Il riscatto della donna e dell'attore italiano
Il fortunato matrimonio con Giuliano Capranica, le permette in seguito di riempire la cesta di costumi eccezionali, per la ricerca antiquaria di cui sono il risultato e per il livello della manifattura.
Le sue ceste alla fine della lunga e fortunata carriera sono così colme di vesti regali, la cui progettazione è stata, in qualche caso, affidata a illustri pittori, disegnatori e incisori e la cui confezione è stata eseguita da sartorie parigine sempre più importanti, man mano che la fama e la fortuna crescevano.
Adelaide con la sua nuova teatralità rende concrete, visibili, palpabili le passioni delle sue eroine, da grande attrice contende ai soprani, alle ballerine e alle cavallerizze il posto nel cuore del pubblico, conquistando le platee d’Europa e d’America.
Le regine, le maghe, le profetesse che impersona, offrono un canone di sentimenti, un codice morale che per il pubblico risulta valido e operante.
Francesca da Rimini, Maria Stuarda, Mirra, Pia dei Tolomei, Medea, Lady Macbeth, Giuditta, Béatrix, Elisabetta regina d’Inghilterra, Cassandra, Lucrezia Borgia, Maria Antonietta … gli abiti rispettano il canone sartoriale ottocentesco che privilegia l’accoppiamento di gonne rotonde con sottogonna e un bustino del medesimo tessuto o associato ad esso, tramite passamanerie e ricami.
Sono figurini che dettano la moda a Parigi, dove Adelaide ha più a lungo vissuto, ma anche in Italia dove si cuciono “abbiti al Color della Ristori”.
E’ la rivincita di Adelaide: figlia d’arte, in scena ha recitato le “regine” e nella vita è entrata nell’intimità di quelle vere, si è gettata in costume di Mirra ai piedi di Isabella di Spagna per ottenere la grazia di un condannato a morte e ha partecipato all’azione diplomatica di Cavour a Parigi, a Vienna e a Pietroburgo.
E’ il riscatto della donna e quello dell’attore italiano, dopo secoli vissuti ai margini della Storia.
Bibliografia
Mostra dei costumi di Adelaide Ristori, “Donazione marchese Giuliano Capranica del Grillo” al Museo-Biblioteca del Teatro stabile di Genova. Catalogo, a cura di Sandro D’Amico, Genova, Ente manifestazioni genovesi, Teatro stabile di Genova, 1967.

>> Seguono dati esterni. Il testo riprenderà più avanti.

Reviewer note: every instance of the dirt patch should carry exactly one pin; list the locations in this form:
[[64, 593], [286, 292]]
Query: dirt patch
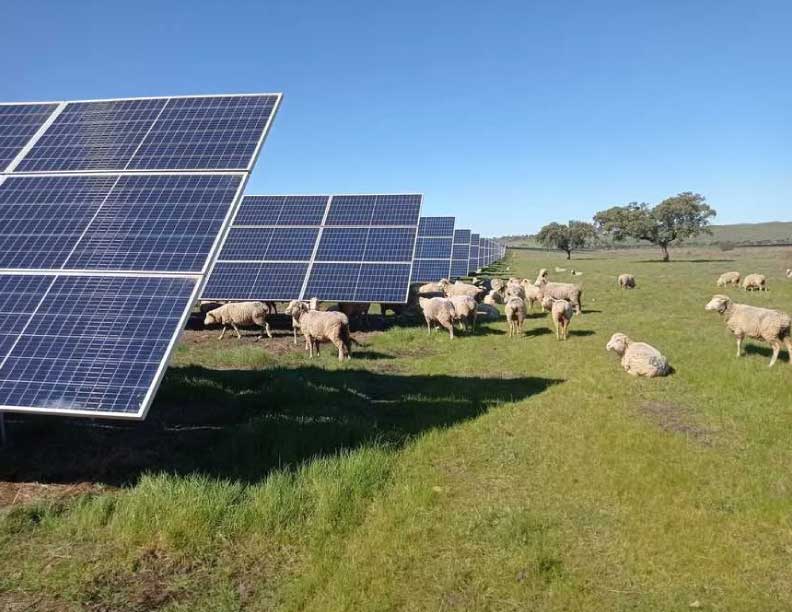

T. Viziano, Il palcoscenico di Adelaide Ristori, repertorio, scenario e costumi di una Compagnia dell'Ottocento, Roma, Bulzoni, 2000.
P. Bignami, Storia del costume teatrale. Oggetti per esibirsi nello spettacolo e in società, Roma, Carocci, 2005, pp. 146-148.
A. Ristori, Ricordi e Studi artistici, a cura di Antonella Valoroso, Roma, Dino Audino Ed., 2005.